Board powers on briefly

I had arducopter plugged in and connected to mission planner via USB. I kept getting a warning that the battery voltage was low.

  • I disconnected from mission planner then unplugged the usb cord.
  • I plugged in my lipo battery.
  • the board flashed the green light then quickly faded out.

I tried this again and the same scenario happened. I unplugged the battery and plugged in the USB. Same situation. I could smell a little something what a circuit had fried.

What’s going on? Did my board just fry itself for seemingly no reason?

** EDIT **

I checked my battery just in case and it’s at 12.4 (an 11.1v lipo) So it’s on the full end of charged. Also, still getting the green light with quick (.5s) fade.

1 Like

Hi

The board has probably died but one check is to unplug everything from the board and then just power it from the USB. and make sure you use a PC Based USB not a HUB.

If it still fails to boot the board is faulty, if it boots fine something you plugged in is taking it down.

I had the same thing with mine a couple of days ago, first tests showed it was the MAVLink at fault as it booted fine with that unplugged, but it turned out the be the power distribution unit not supplying enough for everything plugged in.

Paul

So bizarre twist - I decided I would try to plug in USBASP to my mac to see what would happen. There was a POP and I saw smoke trickling up from the board. At this moment I knew it was toast.
I plugged the micro usb cord back into the board just out of curiosity and guess what? It worked! I fired up mission planner and that worked too. What in the world is going on here??

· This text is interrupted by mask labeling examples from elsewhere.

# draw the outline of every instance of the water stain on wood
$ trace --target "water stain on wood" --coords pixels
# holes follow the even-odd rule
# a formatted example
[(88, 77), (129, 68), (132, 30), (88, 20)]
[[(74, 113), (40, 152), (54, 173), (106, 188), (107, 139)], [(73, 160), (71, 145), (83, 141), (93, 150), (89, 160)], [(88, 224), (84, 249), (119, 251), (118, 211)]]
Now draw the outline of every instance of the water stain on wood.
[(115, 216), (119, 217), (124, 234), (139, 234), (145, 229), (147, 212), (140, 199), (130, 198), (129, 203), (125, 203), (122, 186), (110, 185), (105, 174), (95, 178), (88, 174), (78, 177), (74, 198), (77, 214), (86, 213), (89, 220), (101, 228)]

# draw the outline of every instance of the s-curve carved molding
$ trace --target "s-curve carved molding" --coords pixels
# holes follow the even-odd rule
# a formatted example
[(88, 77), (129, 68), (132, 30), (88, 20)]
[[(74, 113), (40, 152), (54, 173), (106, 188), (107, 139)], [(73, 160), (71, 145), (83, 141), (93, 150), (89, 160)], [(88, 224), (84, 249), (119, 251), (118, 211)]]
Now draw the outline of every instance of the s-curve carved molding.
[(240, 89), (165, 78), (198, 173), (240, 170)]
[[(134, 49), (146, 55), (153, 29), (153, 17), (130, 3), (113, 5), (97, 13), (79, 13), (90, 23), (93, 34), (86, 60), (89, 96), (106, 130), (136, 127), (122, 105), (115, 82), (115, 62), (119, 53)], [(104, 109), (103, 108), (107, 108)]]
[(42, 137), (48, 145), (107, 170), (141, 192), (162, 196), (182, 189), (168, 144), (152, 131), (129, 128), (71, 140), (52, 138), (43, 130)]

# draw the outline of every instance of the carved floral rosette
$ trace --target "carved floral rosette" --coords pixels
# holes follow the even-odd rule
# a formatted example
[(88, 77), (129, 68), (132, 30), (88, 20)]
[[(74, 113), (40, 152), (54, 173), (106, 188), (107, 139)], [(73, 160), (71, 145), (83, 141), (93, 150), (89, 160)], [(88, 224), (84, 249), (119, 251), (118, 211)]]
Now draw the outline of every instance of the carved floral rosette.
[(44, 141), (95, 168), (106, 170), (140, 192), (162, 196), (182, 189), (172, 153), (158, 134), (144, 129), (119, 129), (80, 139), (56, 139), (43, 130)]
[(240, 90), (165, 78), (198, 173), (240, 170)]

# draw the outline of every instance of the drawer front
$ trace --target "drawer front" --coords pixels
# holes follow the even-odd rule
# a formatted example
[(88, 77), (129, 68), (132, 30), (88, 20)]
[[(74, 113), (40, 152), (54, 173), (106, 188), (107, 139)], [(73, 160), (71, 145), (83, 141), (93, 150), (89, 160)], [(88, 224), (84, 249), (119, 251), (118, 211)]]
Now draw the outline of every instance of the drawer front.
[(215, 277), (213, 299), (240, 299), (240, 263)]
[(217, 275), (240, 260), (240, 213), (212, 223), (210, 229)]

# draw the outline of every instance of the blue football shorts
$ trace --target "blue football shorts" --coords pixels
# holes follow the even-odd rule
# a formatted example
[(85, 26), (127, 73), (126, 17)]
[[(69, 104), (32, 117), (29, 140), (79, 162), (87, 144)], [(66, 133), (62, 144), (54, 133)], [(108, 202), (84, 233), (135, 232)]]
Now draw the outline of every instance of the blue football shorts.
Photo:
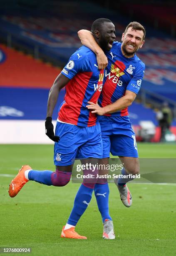
[(54, 147), (55, 165), (67, 166), (75, 159), (102, 158), (103, 144), (100, 125), (78, 126), (57, 122), (55, 134), (60, 137)]
[(103, 158), (138, 157), (135, 134), (129, 116), (99, 117), (103, 140)]

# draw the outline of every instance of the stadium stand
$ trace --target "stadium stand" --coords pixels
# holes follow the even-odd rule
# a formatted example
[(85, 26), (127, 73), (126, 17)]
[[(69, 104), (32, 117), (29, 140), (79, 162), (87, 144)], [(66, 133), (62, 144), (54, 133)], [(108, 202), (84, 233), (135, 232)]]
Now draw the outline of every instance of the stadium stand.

It sounds like you had a short on the board. There’s a solid state fuse that drops the current to protect the board when the current goes too high. The fuse will get hot when this happens. Hence the smell. When you plugged in the USBASP you bi-passed the fuse, so the rest of the board and the short got full current. Hence now the smoke. The power of the current surge blew the short circuit. In your case seems lucky as it was probably a whisker of solder that vaporized, and no other components in that circuit where damaged.